A lithium extraction mine in northwestern Argentina viewed from NASA’s EO-1 satellite. (Jesse Allen/NASA)

Waging a war for EV materials security

Electrification is forcing the auto industry to swap its Mideast oil addiction for a heavy dependence on lithium.

Conflict over natural resources and human history are inseparable. Wars waged directly or indirectly over control of commodities, trade routes, water, food sources and arable soil have been the root cause of much of the death and misery on planet Earth.

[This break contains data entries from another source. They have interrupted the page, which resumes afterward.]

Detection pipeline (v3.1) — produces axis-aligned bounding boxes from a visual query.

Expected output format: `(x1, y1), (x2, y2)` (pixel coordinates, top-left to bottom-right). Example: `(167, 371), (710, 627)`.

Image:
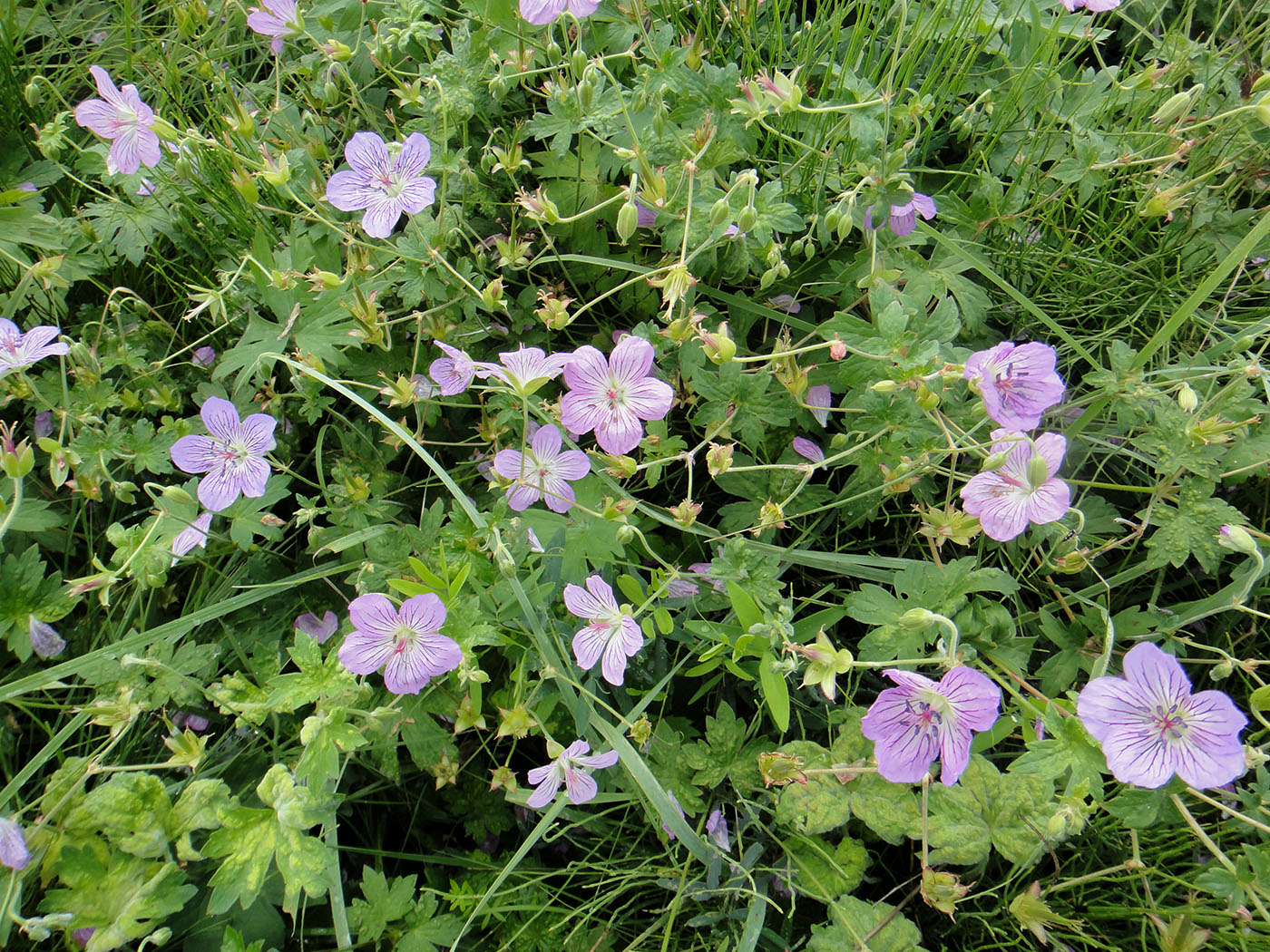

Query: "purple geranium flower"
(26, 615), (66, 657)
(962, 429), (1072, 542)
(560, 336), (674, 456)
(292, 609), (339, 645)
(860, 666), (1001, 787)
(1076, 641), (1248, 788)
(428, 340), (490, 396)
(75, 66), (162, 175)
(0, 317), (71, 377)
(794, 437), (825, 463)
(479, 344), (572, 396)
(806, 384), (833, 426)
(0, 816), (31, 869)
(521, 0), (600, 26)
(339, 591), (464, 695)
(171, 397), (278, 513)
(171, 513), (212, 565)
(865, 191), (937, 238)
(327, 132), (437, 238)
(962, 340), (1063, 431)
(706, 810), (731, 853)
(524, 740), (617, 810)
(564, 575), (644, 685)
(247, 0), (304, 56)
(494, 426), (591, 513)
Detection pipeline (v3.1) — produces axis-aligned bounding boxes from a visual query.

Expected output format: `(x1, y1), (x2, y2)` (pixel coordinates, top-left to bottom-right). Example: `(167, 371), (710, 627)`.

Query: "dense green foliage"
(0, 0), (1270, 952)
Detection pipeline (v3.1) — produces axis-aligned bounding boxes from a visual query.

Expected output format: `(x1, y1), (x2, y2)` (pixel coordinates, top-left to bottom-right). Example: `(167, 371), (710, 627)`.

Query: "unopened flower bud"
(710, 198), (731, 228)
(1177, 384), (1199, 413)
(701, 321), (737, 364)
(1216, 526), (1257, 555)
(617, 200), (639, 245)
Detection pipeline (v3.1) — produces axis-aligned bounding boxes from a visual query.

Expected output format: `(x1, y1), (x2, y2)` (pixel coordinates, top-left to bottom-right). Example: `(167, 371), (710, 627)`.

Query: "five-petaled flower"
(526, 740), (617, 810)
(0, 816), (31, 869)
(75, 66), (162, 175)
(339, 591), (464, 695)
(564, 575), (644, 685)
(962, 431), (1072, 542)
(0, 317), (71, 377)
(327, 132), (437, 238)
(1076, 641), (1248, 788)
(860, 666), (1001, 787)
(171, 513), (212, 565)
(865, 191), (936, 238)
(521, 0), (600, 26)
(171, 397), (278, 513)
(479, 344), (572, 396)
(292, 609), (339, 645)
(962, 340), (1063, 431)
(494, 426), (591, 513)
(247, 0), (304, 56)
(560, 336), (674, 456)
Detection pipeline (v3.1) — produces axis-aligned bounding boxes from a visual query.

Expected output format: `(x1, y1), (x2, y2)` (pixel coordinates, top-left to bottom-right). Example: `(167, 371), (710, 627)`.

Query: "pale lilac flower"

As a student in the 1970s, the politics of petroleum loomed large for me. The OPEC cartel dominated global oil production, fixed prices, and caused gas lines and brownouts via embargos. It was an era when the term “gas guzzler” defined a hefty chunk of the North American car parc. As time went on, dependence on imported oil was a foregone conclusion and an oil war seemed inevitable. That security threat became real in summer 1990, of course, when Saddam Hussein invaded Kuwait.

It was thus a revelation 20 years later, when the U.S. energy situation flipped upside down. An emergent shale oil industry ultimately helped make the U.S. a net exporter of all oil products including crude. Energy independence, an oft-cited goal of American legislators, was actually achieved. Timing for “peak oil” was pushed back again by the International Energy Agency (IEA).

But the global energy wheels continue to spin in unexpected directions. Electrification, the new disruptor, is forcing the auto industry to swap its Mideast oil addiction for a heavy dependence on lithium. The world’s appetite for lithium batteries will be insatiable as EV sales grow, experts maintain. According to the IEA, meeting the Paris Climate Agreement’s goals will require 42 times as much lithium as was mined in 2020. Existing mines and projects under construction will meet only half the demand for lithium in 2030, the agency forecasts.

Most lithium is sourced from open-pit mines or brine pools in Australia, Chile and Argentina (top). The U.S. currently has only one active lithium mine but there are efforts to reopen mothballed sites in Nevada and North Carolina. Other locations in North America are being investigated. Investors are energized; the Dept. of Energy is engaged, and the predominant vehicle OEMs are looking for the right supply partners.

Aiming for greater materials security, General Motors announced July 2 that it plans to source a “significant portion” of its battery-grade lithium in the U.S., from Controlled Thermal Resources (CTR), a California-based startup that GM has invested in. CTR also aims to use what it claims are environmentally sound practices to extract lithium in its southern California lithium operation.

All of this is cause for cautious optimism. Automakers must not allow the two most critical materials used in EVs – lithium and the rare-earth metals essential for permanent-magnet electric motors – to fall under OPEC-like domination by a single state. This is, in my view, the key strategic issue of the nascent EV era.

For consideration: More than two-thirds of lithium-ion batteries come from China, as do most of the rare-earth minerals. One of them, neodymium, is used in e-motor magnets. It’s also used in weapons systems. In 2010, China halted the export of rare earths to Japan for two months following a territorial dispute over the Senkaku Islands. Prices skyrocketed.

The world should expect similar attempts to intimidate in the future, as geopolitics and the battle for the strategic “guts” of vehicle electrification heat up. True energy security demands more innovation in the machine – and far more diversity in supply of its key materials.